On this date in 1943, Franklin Roosevelt completed the first airplane journey by a sitting president. He needed to get to the Casablanca Conference in Morocco to discuss strategy with British Prime Minister Winston Churchill. German U-boats were making sea travel too perilous, so his advisors agreed — somewhat reluctantly — that air travel was the best option. Roosevelt left Florida in a Boeing 314 Flying Boat. Nicknamed the Dixie Clipper, the 314 was a commercial, rather than a military, seaplane, and it was fitted out comfortably with beds and a lounge area.

They departed from Florida, and the journey took four days, due to frequent refueling stops. They flew from Trinidad to Brazil, then across the Atlantic to Gambia, and then on to Morocco. Roosevelt, 60 years old and somewhat frail, suffered some from the high altitude, and had to be given oxygen, but he was in good spirits. He celebrated his 61st birthday on the return journey, enjoying a birthday luncheon over Haiti.

It's the birthday of novelist and short-story writer Mary Robison (books by this author), born in Washington, D.C. (1949).

She grew up in Ohio with five brothers and two sisters. She ran away from home twice when she was young, one of those times going to Florida to look for Jack Kerouac. She always wanted to be a writer, and she kept journals and diaries and wrote poetry as a teenager. She started writing seriously when she enrolled at Johns Hopkins University, where she worked with the novelist John Barth. She said of Barth, "The man was magic. I'd be helping in some beauty shop if it wasn't for him."

She published a short story called "Sisters" in The New Yorker magazine in 1977, and within a few years she began to be lumped in with writers like Raymond Carver and Amy Hempl, who wrote about ordinary people in a stripped-down prose style. These writers were called minimalists, but Robison said: "I detested the term. I thought it reductive, misleading, inconclusive and insulting. It was the school that no one ever wanted to be in. They'd bring your name up just to kick you."

She published a few collections in the 1980s, including An Amateur's Guide to the Night (1983) and Believe Them (1988). In the 1990s, she was struck with a terrible case of writer's block. She said: "For about 10 years I didn't publish much of anything, and I didn't have anything. I had nothing, and I really didn't know if I ever would again. ... It's about pride, really; feeling the words on the page can never represent you. It's the worst thing you can learn about yourself.

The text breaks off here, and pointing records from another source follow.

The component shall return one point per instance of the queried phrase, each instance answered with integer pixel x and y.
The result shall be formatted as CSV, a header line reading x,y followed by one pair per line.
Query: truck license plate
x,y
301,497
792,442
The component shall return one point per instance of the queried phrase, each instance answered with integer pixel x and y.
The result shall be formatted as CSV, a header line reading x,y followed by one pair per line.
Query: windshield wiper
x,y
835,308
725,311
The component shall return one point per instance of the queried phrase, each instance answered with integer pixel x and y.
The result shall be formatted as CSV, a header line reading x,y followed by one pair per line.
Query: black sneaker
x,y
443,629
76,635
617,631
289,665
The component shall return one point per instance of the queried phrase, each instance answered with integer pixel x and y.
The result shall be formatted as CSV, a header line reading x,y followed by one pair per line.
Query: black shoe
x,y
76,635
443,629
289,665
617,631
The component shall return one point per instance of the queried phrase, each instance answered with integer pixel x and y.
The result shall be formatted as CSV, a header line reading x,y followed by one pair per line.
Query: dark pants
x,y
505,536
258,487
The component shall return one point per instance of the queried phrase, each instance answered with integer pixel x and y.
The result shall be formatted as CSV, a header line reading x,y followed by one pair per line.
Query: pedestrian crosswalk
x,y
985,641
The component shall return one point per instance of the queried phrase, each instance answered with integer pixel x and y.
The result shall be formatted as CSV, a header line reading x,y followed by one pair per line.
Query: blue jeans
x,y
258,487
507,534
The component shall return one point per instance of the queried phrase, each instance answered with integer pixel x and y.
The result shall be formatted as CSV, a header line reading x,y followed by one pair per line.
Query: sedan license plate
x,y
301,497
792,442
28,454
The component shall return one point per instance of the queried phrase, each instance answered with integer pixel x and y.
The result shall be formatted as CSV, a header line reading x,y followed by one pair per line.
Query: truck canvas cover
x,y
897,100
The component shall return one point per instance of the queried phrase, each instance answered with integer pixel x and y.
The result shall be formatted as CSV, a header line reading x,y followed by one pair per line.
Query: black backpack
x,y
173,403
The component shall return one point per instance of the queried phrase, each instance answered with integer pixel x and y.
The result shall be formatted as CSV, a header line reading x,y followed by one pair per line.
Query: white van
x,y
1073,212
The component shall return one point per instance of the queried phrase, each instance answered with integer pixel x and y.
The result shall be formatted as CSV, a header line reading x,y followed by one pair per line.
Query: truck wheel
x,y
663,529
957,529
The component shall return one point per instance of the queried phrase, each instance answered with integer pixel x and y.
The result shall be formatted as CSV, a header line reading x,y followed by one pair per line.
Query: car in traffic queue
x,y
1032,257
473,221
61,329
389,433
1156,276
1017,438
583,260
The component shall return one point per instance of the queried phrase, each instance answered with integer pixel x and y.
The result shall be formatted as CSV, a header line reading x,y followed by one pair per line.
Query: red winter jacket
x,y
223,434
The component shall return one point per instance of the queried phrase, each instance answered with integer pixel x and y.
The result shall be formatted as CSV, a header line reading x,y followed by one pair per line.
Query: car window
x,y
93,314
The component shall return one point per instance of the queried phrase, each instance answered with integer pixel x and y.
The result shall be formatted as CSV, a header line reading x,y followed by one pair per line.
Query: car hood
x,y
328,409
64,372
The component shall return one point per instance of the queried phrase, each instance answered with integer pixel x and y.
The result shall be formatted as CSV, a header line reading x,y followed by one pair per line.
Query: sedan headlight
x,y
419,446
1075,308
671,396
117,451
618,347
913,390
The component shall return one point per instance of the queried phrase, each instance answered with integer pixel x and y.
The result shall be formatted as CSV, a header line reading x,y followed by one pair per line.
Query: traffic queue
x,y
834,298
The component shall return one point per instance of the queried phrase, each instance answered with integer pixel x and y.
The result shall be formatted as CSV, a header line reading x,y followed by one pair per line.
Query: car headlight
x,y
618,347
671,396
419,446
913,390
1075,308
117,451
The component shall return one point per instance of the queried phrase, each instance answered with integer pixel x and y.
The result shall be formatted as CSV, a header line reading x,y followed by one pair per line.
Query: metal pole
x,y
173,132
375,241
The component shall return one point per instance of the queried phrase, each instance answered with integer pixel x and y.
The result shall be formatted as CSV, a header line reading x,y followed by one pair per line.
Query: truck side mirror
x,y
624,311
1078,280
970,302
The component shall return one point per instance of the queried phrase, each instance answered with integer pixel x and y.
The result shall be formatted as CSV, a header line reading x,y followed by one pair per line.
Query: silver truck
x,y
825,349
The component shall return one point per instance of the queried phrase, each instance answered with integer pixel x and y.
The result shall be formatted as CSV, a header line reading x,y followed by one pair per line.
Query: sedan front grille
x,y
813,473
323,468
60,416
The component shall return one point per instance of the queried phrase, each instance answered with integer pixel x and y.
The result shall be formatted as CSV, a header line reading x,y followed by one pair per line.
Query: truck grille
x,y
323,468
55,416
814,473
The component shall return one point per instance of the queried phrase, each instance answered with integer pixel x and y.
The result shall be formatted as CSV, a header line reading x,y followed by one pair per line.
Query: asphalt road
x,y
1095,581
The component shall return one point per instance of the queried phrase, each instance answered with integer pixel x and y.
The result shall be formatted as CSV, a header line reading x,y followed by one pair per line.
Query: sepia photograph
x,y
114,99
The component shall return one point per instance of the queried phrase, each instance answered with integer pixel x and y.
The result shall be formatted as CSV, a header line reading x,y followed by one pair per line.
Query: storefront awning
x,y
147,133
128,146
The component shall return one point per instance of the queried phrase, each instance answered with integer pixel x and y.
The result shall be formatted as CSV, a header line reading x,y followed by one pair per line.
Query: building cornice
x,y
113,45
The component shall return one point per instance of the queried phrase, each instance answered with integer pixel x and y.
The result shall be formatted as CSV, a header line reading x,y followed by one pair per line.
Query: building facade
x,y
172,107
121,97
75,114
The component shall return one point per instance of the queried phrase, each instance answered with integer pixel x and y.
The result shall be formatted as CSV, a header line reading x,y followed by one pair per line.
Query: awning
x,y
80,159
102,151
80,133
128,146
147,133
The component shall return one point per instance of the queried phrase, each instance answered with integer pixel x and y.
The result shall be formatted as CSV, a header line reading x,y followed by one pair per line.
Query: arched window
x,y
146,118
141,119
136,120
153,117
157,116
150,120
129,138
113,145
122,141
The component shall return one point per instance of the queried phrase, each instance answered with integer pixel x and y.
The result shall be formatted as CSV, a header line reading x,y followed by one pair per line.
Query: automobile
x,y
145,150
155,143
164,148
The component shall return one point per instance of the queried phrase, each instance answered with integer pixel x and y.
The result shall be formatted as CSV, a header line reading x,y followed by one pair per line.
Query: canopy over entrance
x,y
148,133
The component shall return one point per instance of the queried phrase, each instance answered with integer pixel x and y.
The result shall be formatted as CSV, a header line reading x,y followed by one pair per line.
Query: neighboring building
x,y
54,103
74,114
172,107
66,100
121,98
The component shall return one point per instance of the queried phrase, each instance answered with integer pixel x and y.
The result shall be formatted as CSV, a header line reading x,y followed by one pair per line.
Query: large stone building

You could go mad."

After a while of being unable to write anything, Robison began taking drastic measures. She started driving around in her car with a tape recorder, and whenever anything came into her head, she would just scream it into the tape recorder. Then she'd go home and write these things down on note cards. Eventually she had about a thousand note cards, and she realized that with a little work she could arrange them into a novel.

The result was her book Why Did I Ever (2001), a very short novel told in 536 very short chapters about a woman named Money Breton, divorced three times, who's addicted to Ritalin and trying to support herself as a screenwriter.

Her most recent book is a novel called One D.O.A., One on the Way (2009).